The Nigerian Communications Commission has given MTN until Nov. 16 to pay the fine, which relates to the timing of the disconnection of 5.1 million subscribers and is based on a charge of 200,000 naira ($1,005) for each unregistered customer. Nigeria is Johannesburg-based MTN’s biggest market with 62 million clients as of September.
“It does seem like in the case of Nigeria, there were issues, and those issues need to be addressed,” Ramaphosa said. “If this fine is indeed imposed as it is, it is going to impact on South Africa as well, as our revenue fortunes from a taxation point of view are going to be lower.”
South African authorities may be reluctant to confront their Nigerian counterparts following a series of diplomatic spats that have soured relations between Africa’s two biggest economies. The most recent occurred in April, when Nigeria’s government ordered its two most senior diplomats in South Africa to return home for consultations following a wave of attacks against immigrants, including Nigerians, in Johannesburg and Durban.
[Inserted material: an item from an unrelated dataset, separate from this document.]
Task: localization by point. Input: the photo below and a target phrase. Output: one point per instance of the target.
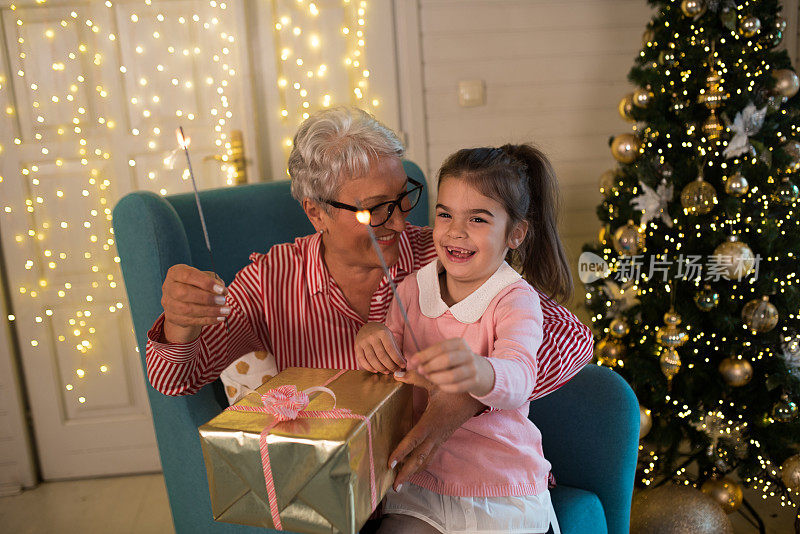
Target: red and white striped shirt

“South Africa does not have a track record of defending its national company champions internationally,” Nic Borain, a political analyst who advises BNP Paribas Cadiz Securities, said by phone. “On the face of it, this fine seems seriously over the top. Ramaphosa’s words about the issue seem weak as they veer too much on the side of caution.”
South Africa’s telecommunication and finance ministries didn’t immediately respond to calls and e-mails seeking comment.
Lawmakers plan to summon MTN officials to explain why the company was fined, Nkhensani Kubayi, chairwoman of Parliament’s telecommunications committee, said by phone from Cape Town. The panel also intends questioning the South African industry regulator to determine whether MTN is compliant with local rules, with hearings likely to take place next year, she said.
“I believe the South African government should be doing more than having a watching brief on what MTN does,” Athol Trollip, a lawmaker for the main opposition Democratic Alliance, said by phone. “They should give leadership on this.”